Se avecina un nuevo escenario político en España, acorde con el rumbo derechista de gran parte del mundo. Un mundo que se encuentra hoy sumido en una crisis de hegemonías, en guerras y escaladas bélicas de consecuencias imprevisibles. De orgullo y revival fascista. De cambios extremos en el clima, de sálvese quien pueda. Una deriva del neoliberalismo en la que la llamada izquierda institucional tan solo aspira a salvar lo poco que queda del llamado Estado de bienestar, pero que es incapaz de ofrecer un proyecto que vaya más allá de hacer de freno a la derecha. Esto, sin un músculo social que trascienda a los partidos y a las instituciones, va a ser muy difícil de afrontar.
Resistir ante el desmontaje de la democracia que ya se está llevando a cabo sin que todavía haya llegado la extrema derecha exige que haya pequeñas revoluciones en los entornos más cercanos.
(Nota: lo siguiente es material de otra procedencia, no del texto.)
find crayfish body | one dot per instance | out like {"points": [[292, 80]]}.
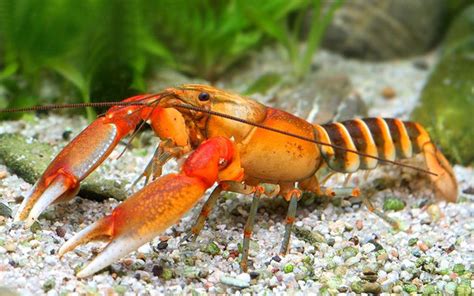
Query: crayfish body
{"points": [[235, 142]]}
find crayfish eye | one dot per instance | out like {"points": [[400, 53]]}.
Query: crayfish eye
{"points": [[204, 97]]}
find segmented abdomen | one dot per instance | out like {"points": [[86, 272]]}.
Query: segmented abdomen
{"points": [[386, 138]]}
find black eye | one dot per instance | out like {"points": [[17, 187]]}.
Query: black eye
{"points": [[203, 97]]}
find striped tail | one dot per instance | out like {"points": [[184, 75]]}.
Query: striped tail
{"points": [[388, 139]]}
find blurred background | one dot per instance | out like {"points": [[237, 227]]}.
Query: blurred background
{"points": [[60, 51]]}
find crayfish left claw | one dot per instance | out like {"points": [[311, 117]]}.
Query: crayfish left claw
{"points": [[139, 219], [62, 187], [159, 205]]}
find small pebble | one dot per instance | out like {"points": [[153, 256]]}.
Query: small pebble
{"points": [[234, 282], [157, 270], [367, 248], [61, 231], [422, 246], [162, 245], [388, 92]]}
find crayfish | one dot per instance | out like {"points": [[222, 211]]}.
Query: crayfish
{"points": [[229, 140]]}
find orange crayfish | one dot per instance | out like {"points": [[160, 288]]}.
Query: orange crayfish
{"points": [[232, 141]]}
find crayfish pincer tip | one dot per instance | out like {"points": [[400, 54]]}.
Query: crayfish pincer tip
{"points": [[115, 250]]}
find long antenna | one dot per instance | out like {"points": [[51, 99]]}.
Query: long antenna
{"points": [[71, 106], [227, 116]]}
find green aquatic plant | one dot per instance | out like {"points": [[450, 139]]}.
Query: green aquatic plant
{"points": [[210, 36], [100, 47], [272, 17]]}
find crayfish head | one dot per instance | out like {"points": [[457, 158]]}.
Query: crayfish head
{"points": [[223, 102]]}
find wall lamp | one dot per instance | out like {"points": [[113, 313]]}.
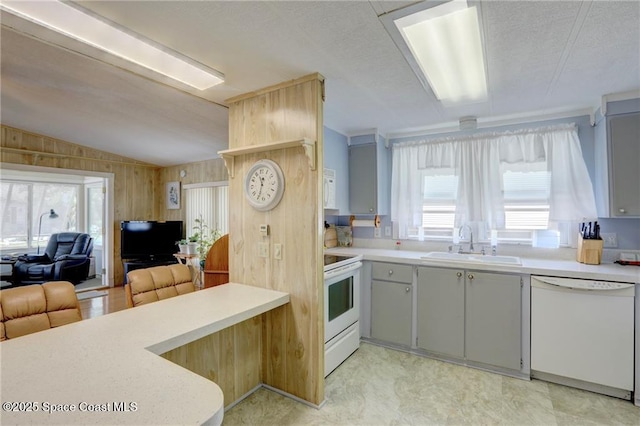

Exige cooperación, conciencia de clase, y un proyecto alternativo que se sepa explicar y que aporte soluciones a largo plazo, no tan solo paños calientes. Un relato que blinde a la clase trabajadora ante los discursos chovinistas y racistas que tratan de romper cualquier vínculo. Hay que superar el miedo a que venga la derecha y pasar a la acción, construyendo las barricadas en nuestros entornos más cercanos. Porque no va a venir ningún mesías a salvarnos jugando con las reglas amañadas de un sistema podrido.